Conservatives Look to PFC Reform to Create Tailwind for Airport Free-market Reform

The opinions expressed by columnists are their own and do not necessarily represent the views of Townhall.com.

There is a move on Capitol Hill to fix the way we maintain America's airports by bringing free-market reforms to the massive transportation bill the Republican leadership is dead-set on passing this summer.

Capitol Hill conservatives may not be able to stop the transportation spending bill, but some right-thinking members of Congress are working to leverage the Passenger Facility Charge as a way to move Uncle Sam further out of the airport business.

It is not privatization, which is still a non-starter given that President Barack Obama still checks the mailbox at 1600 Pennsylvania Avenue. But, the plan relies on one of the intellectual tenets of privatization: the benefit principle.

The benefit principle says that users of a specific good or service should the ones paying the freight. It is why you pay a fee at a National Park Service campground or at the public golf course. It is the opposite of the government paying the full boat, which ends up turning the goods and services into a Soviet-style perks for the politically-connected and wealthy—which is what air travel used to be.

The Washington-based Tax Foundation, released a May 11 study, “Improving Airport Funding to Meet the Needs of Passengers,” detailing how reforming the PFC reform syncs-up with benefit principle, authored by Alan Cole, an economist at the conservative foundation.

“Public policy on airport spending should be more in line with the benefit principle. According to the benefit principle, the people who use a public service should generally be the ones to contribute to that service,” he wrote. “This approach allows projects to be approved or canceled on their own merits, by the people who best understand the costs and benefits.”

The PFC started at $3 per ticket in 1990, roughly five years after the final dismantling of the Civil Aeronautics Board, with the intent of making airports more self-sufficient.

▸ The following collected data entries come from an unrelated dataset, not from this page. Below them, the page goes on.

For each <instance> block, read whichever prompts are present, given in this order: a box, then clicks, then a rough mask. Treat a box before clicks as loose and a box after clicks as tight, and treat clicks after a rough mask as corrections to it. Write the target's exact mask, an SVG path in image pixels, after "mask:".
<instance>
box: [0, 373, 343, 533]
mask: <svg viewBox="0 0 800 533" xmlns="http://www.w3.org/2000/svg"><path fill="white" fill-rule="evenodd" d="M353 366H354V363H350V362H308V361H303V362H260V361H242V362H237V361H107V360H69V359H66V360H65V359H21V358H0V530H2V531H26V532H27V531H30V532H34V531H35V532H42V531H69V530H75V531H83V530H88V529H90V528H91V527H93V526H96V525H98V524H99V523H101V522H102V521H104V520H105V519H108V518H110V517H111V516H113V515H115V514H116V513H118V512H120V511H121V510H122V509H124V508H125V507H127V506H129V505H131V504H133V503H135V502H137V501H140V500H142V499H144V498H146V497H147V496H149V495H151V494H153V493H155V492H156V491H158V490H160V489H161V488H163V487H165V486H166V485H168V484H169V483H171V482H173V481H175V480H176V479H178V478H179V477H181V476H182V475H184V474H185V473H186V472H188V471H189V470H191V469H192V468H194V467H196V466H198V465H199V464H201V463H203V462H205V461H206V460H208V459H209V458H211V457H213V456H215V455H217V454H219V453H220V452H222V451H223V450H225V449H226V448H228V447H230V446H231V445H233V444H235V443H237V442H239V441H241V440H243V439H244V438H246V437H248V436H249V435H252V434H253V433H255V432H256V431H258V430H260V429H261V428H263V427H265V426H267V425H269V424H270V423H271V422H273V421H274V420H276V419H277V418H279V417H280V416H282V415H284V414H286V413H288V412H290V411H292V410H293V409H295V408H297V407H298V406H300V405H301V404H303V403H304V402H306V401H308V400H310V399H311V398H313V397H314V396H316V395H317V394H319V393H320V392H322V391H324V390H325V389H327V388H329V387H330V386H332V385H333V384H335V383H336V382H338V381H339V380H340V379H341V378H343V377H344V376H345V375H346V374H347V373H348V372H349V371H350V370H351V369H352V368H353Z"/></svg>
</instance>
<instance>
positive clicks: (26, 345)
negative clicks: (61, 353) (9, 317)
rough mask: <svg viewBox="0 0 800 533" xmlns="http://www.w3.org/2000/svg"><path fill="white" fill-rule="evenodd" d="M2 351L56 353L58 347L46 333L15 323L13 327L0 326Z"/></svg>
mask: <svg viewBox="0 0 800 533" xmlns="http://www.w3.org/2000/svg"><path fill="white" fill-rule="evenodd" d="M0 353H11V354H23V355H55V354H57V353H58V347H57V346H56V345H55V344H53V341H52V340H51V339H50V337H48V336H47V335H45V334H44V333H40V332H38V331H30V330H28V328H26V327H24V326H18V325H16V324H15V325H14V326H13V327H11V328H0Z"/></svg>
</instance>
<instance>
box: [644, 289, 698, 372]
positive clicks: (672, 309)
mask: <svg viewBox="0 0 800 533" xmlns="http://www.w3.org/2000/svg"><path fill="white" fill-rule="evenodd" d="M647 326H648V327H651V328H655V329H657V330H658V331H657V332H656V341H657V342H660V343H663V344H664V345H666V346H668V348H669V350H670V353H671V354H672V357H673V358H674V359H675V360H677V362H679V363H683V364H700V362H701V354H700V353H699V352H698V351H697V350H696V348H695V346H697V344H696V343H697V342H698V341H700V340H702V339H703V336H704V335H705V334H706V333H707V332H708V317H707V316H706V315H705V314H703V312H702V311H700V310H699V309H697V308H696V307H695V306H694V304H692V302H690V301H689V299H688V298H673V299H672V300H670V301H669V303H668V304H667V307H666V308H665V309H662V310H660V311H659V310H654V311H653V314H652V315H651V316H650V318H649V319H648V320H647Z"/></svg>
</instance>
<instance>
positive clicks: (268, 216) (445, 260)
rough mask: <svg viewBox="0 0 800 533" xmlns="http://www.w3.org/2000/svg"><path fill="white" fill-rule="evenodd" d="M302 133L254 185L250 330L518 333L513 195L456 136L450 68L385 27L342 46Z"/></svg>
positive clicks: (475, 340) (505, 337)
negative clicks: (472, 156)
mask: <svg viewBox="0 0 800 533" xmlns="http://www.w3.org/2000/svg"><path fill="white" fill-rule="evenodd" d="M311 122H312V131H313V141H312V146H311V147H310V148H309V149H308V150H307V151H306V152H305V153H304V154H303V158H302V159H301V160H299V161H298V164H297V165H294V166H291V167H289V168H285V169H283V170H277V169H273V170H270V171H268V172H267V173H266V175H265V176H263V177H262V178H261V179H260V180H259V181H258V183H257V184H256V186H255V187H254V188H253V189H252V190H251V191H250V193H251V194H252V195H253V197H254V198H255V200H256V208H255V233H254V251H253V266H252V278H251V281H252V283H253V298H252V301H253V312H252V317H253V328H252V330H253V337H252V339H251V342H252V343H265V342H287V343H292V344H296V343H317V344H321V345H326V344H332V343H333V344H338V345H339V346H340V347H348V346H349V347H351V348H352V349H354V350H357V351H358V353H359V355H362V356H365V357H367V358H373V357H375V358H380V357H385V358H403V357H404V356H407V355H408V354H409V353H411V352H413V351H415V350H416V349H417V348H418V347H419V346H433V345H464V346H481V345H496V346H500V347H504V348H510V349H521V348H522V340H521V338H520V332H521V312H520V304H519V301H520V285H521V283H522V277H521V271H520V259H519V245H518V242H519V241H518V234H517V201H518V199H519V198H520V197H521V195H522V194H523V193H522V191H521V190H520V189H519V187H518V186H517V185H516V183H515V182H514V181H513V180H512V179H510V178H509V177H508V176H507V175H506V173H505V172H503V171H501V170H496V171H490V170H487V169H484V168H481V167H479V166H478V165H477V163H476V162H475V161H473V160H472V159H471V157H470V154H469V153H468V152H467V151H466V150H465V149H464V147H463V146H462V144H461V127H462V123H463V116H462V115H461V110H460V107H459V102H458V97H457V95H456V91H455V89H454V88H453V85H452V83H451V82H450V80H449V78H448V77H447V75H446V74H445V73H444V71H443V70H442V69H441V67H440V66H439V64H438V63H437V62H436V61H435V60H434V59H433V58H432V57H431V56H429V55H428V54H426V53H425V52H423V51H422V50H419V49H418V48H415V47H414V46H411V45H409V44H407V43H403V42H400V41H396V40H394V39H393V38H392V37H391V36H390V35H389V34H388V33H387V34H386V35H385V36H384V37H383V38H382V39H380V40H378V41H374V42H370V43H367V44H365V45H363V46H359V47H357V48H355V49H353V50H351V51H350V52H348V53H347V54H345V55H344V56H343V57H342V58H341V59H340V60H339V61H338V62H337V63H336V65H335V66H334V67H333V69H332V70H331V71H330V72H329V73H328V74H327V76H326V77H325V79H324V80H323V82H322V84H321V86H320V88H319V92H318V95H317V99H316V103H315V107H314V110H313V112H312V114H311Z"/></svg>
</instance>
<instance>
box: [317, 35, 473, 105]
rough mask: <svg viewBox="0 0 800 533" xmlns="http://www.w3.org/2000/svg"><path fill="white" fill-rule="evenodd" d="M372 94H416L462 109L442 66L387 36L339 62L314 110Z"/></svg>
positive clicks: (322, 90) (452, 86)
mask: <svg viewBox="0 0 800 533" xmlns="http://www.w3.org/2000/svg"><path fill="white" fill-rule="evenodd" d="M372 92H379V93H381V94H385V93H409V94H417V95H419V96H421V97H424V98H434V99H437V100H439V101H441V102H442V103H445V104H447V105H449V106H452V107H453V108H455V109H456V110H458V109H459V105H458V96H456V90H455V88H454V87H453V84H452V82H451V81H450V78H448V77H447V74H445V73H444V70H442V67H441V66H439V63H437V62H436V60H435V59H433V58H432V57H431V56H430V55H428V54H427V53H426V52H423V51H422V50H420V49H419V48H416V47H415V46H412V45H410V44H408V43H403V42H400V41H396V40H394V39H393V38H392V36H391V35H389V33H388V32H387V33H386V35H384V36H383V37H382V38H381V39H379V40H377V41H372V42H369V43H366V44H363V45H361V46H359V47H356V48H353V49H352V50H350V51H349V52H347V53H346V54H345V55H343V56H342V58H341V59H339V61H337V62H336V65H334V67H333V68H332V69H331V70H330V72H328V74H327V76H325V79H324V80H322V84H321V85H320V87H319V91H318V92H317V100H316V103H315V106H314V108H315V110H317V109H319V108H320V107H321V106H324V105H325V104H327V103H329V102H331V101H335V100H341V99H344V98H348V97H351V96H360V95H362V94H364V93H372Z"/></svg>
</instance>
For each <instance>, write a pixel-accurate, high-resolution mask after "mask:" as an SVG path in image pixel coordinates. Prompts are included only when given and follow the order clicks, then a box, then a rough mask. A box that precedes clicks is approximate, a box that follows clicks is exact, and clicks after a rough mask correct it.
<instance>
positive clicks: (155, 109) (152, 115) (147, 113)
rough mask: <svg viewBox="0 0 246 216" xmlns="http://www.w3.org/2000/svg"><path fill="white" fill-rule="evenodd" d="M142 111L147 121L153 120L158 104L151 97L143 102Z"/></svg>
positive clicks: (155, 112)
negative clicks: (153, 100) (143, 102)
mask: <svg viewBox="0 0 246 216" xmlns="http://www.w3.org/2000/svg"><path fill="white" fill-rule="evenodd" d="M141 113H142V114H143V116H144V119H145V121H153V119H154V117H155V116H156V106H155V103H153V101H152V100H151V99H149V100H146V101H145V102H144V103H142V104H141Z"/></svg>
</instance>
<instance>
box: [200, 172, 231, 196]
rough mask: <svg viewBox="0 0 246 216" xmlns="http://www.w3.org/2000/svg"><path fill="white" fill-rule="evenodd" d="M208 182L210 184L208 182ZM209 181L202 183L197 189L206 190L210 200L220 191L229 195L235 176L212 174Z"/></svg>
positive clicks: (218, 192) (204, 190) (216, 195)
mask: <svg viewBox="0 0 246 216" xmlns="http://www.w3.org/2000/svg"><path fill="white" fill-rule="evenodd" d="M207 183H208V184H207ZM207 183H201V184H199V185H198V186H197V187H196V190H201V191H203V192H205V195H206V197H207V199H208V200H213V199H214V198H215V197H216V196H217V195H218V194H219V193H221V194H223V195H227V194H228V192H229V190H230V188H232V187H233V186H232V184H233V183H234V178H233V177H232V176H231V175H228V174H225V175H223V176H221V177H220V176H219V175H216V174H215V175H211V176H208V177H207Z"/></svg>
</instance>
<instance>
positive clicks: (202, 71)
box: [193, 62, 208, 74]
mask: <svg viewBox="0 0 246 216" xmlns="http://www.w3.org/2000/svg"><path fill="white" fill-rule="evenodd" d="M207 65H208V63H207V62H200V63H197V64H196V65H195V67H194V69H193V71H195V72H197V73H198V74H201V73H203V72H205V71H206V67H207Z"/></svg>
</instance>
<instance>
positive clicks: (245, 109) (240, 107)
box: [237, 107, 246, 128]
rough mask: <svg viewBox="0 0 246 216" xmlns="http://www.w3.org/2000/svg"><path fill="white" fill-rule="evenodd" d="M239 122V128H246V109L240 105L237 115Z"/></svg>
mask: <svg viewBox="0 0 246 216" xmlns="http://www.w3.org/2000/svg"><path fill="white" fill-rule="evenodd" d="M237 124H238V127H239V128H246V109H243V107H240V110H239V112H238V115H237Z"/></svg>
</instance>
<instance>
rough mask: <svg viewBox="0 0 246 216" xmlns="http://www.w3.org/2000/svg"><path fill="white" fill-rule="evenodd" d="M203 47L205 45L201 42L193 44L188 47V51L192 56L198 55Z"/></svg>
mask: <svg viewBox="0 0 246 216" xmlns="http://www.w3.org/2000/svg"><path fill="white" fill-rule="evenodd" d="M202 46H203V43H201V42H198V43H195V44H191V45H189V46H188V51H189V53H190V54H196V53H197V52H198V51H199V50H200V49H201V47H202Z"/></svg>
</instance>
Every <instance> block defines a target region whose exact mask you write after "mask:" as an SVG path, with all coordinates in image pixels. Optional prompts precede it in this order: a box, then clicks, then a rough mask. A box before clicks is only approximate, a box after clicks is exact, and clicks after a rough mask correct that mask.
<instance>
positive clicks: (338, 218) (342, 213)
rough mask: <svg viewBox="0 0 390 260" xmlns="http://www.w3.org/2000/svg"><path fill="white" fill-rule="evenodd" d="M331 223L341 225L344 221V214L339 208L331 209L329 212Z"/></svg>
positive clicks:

It was not an accident that Congress funded the program with a charge. Monies collected through the PCF, which was raised and capped at $4.50 in 2000, are neither a tax nor a fee. They do not go to the U.S. Treasury and they are not managed by the federal government. All PFC revenues go directly to the airport where they are collected.

The problem is that with 96 percent of the nation's 750 million passenger-trips per year are clustered in 135 airports, the general aviation airports and small regional airports across the country cannot self-generate PFC revenues to pay for, for that matter cover a bond offering, capital projects, such as runways, terminals and baggage facilities.

While the federal government, through the Federal Aviation Administration, doles out $3 billion per year for airport capital projects, only $500 million goes to the general aviation and small regional airports. This is the familiar problem with centralized decision-making in Washington. The well-heeled airports are the ones getting the federal support, not the airports in need of help.

Cole recommends that the PFC needs to be raised to $8.50 to make up for the last 15 years, but he is also calling for Congress to empower the local airports by giving them the ability raise and lower the Passenger Facility Charge as appropriate to respond to market forces.

There are travelers, who pay up for the convenience of the local general aviation or regional airport—let them.

“An uncapped PFC would be the most free-market solution to this infrastructure problem, but at the very least, Congress must recognize that the current $4.50 cap is arbitrary and not connected to reality in any meaningful way,” Cole said. “Airport operators – in concert with local, regional, or state authorities – are best equipped to determine the appropriate PFC levels for their needs.”

What? Local control? Market forces and a dynamic pricing? Sounds good enough for Obama to veto, but if conservatives are successful amending the transportation bill, a bill to big to veto, the PFC reform will become law and making things better right away.